Equities continue to reach record highs once again despite cautious positioning trend by speculators. The US dollar continues to underperform amid falling yield differentials and a growing concern of a flatter yield curve. Meanwhile, short-term momentum traders continue to fight USD weakness, while speculators increase bets in the euro, pound, treasuries, gold and oil.
The Japanese yen quietly edged higher last week, extending its recent recovery off yearly lows (vs a trade-weighted basket of currencies). Speculative futures sentiment by large traders in the latest COT report slightly backed off the largest net short position for the year. This suggests that the crowded yen carry trade has obviously started to reverse, but due to its extremely short (79%) position, still has ample room to rally further. Meanwhile, retail FX positioning data points out that the retail population has continued to sell yen, pushing the net long by percent down to 45% from 49% a week ago. The USD/JPY has clearly settled back into the middle of the 8-month range near Y111. While (daily chart) bearish momentum hints of near-term stability, the technical picture remains negative while 111.65/112.00 (USD/JPY) caps on a closing basis.
Speculative euro positioning by non-commercial traders increased to near once again the largest net long position by (non-commercial) speculators on record. While, according to recent retail trading data, the retail population continued to be sellers into bouts of euro strength, but also seems to be buyers on pullbacks, which explains why the retail FX net long remained unchanged at 35% from a week ago. Meanwhile, the technical picture has improved for the trade-weighted euro, marking a higher base at a relatively high level within the last 6-month trend up. The bullish momentum in speculative sentiment combined with a positive technical backdrop, together with a hint of a re-test of the EUR’s 2017 highs especially vs the GBP & USD.

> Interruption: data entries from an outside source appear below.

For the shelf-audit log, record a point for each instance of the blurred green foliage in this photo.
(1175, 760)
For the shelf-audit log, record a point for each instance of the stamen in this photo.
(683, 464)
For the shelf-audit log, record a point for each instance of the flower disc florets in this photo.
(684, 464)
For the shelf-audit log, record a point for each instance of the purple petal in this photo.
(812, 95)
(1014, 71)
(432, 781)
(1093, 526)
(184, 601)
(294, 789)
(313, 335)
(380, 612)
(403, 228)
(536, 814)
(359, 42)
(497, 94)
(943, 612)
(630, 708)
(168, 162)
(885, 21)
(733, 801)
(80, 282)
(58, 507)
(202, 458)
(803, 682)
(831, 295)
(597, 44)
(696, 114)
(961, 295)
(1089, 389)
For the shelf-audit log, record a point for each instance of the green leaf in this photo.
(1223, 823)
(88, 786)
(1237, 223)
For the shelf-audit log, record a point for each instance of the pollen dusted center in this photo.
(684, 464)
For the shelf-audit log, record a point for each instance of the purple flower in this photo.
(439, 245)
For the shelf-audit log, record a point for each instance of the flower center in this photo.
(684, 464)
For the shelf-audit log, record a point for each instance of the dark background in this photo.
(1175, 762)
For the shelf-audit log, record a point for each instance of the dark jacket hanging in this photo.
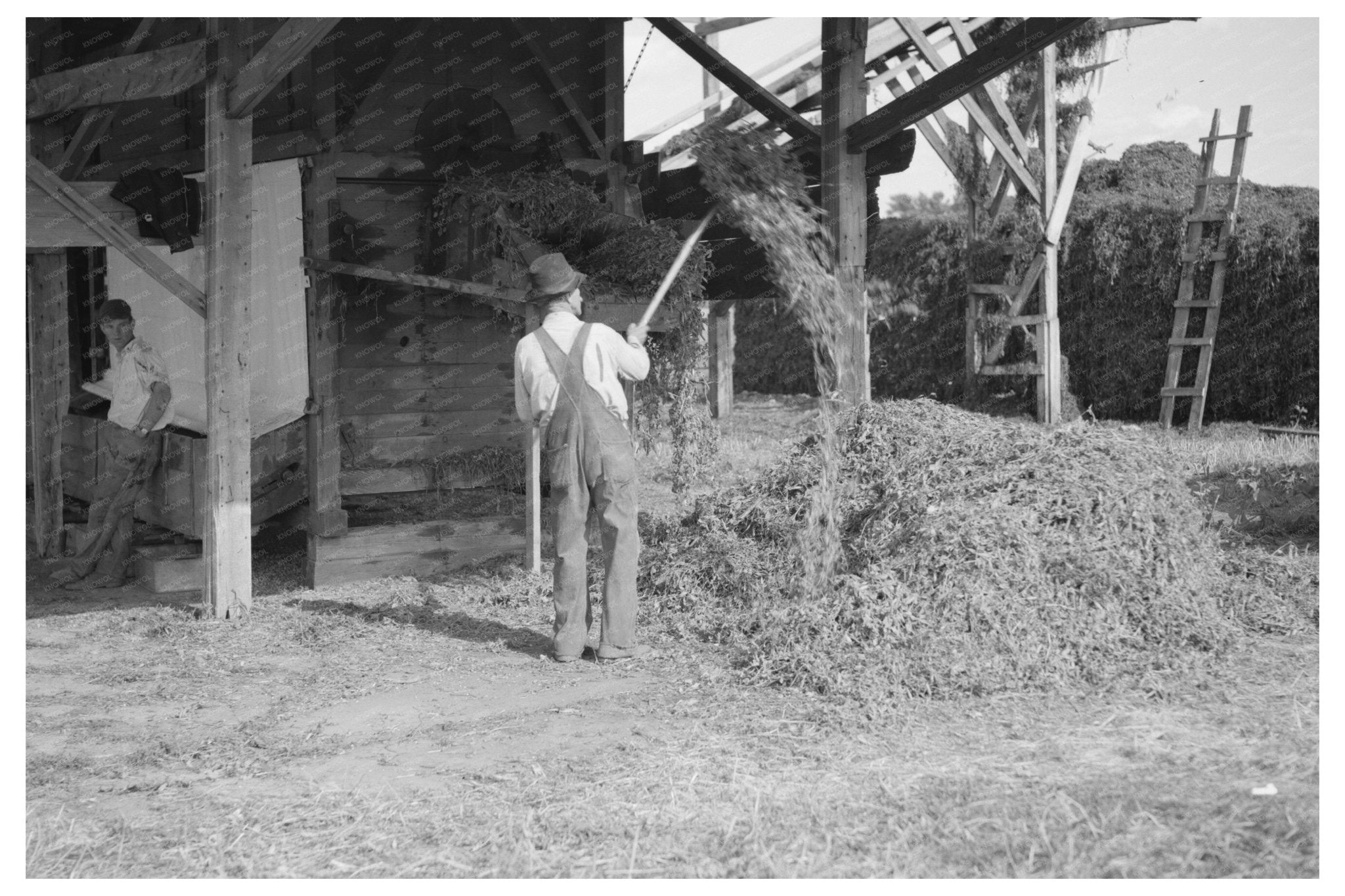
(167, 205)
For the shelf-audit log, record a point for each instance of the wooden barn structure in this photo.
(391, 324)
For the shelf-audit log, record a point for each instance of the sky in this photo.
(1164, 85)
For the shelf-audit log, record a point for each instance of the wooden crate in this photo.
(177, 492)
(170, 567)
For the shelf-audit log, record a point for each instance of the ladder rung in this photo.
(1012, 370)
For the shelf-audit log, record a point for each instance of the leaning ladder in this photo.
(1227, 219)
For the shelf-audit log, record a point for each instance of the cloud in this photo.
(1178, 119)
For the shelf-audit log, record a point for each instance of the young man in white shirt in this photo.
(141, 400)
(567, 381)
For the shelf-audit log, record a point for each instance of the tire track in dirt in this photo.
(495, 723)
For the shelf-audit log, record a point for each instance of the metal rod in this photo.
(677, 267)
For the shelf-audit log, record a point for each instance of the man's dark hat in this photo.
(115, 309)
(552, 276)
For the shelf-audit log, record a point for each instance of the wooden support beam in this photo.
(1016, 304)
(715, 26)
(997, 102)
(291, 43)
(802, 54)
(115, 236)
(96, 123)
(502, 297)
(228, 237)
(322, 213)
(613, 113)
(749, 91)
(1118, 24)
(975, 113)
(49, 394)
(720, 326)
(845, 191)
(985, 64)
(142, 75)
(998, 168)
(1048, 343)
(1069, 181)
(290, 144)
(49, 224)
(596, 146)
(930, 133)
(47, 387)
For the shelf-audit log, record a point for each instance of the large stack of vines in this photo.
(1119, 273)
(625, 261)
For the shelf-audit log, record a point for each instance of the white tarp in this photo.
(278, 350)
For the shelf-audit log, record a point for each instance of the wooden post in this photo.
(721, 359)
(533, 489)
(322, 210)
(49, 339)
(1048, 332)
(844, 190)
(49, 394)
(720, 324)
(228, 232)
(971, 352)
(613, 113)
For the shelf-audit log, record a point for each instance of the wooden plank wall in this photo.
(426, 373)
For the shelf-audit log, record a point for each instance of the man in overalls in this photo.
(567, 382)
(141, 409)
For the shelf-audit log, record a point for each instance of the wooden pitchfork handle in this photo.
(677, 267)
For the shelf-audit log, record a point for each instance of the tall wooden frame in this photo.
(228, 237)
(844, 191)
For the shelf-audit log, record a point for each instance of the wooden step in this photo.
(1012, 370)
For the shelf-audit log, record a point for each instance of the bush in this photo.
(1119, 270)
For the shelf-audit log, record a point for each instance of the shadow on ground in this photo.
(431, 617)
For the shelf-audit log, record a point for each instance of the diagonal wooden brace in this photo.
(116, 236)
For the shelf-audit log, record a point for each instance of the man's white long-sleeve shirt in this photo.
(607, 358)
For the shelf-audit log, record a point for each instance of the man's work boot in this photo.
(607, 653)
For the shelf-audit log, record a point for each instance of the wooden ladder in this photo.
(1227, 221)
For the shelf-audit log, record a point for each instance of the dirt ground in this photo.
(418, 729)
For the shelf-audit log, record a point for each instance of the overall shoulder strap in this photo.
(554, 356)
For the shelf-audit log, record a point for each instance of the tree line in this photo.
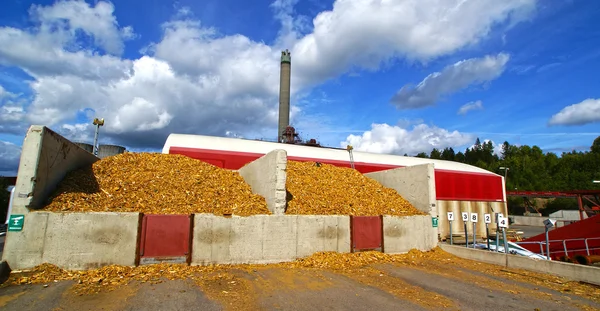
(531, 169)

British pound speculative (bullish) sentiment rebounded significantly once again, according to most recent COT report. Large speculators upped their long positions substantially, allowing for the overall (net long) position to advance to 50% from 48%. Meanwhile, the retail FX population continued to scale back their net long position of the recent 6-month high at 59% (Nov 3rd) to just 45% (as of this writing). While these bullish forces of sentiment are typically bullish for the GBP, recent price-action suggests that weekly technical momentum has stabilized. A slightly upwardly tilted rectangle pattern has emerged, highlighting a solid range between 1.3080 & 1.3340 has formed. That said, if 1.32 (GBP/USD) continues to provide support on a (daily) closing basis, attention will remain on the upper end of the range at 1.3340.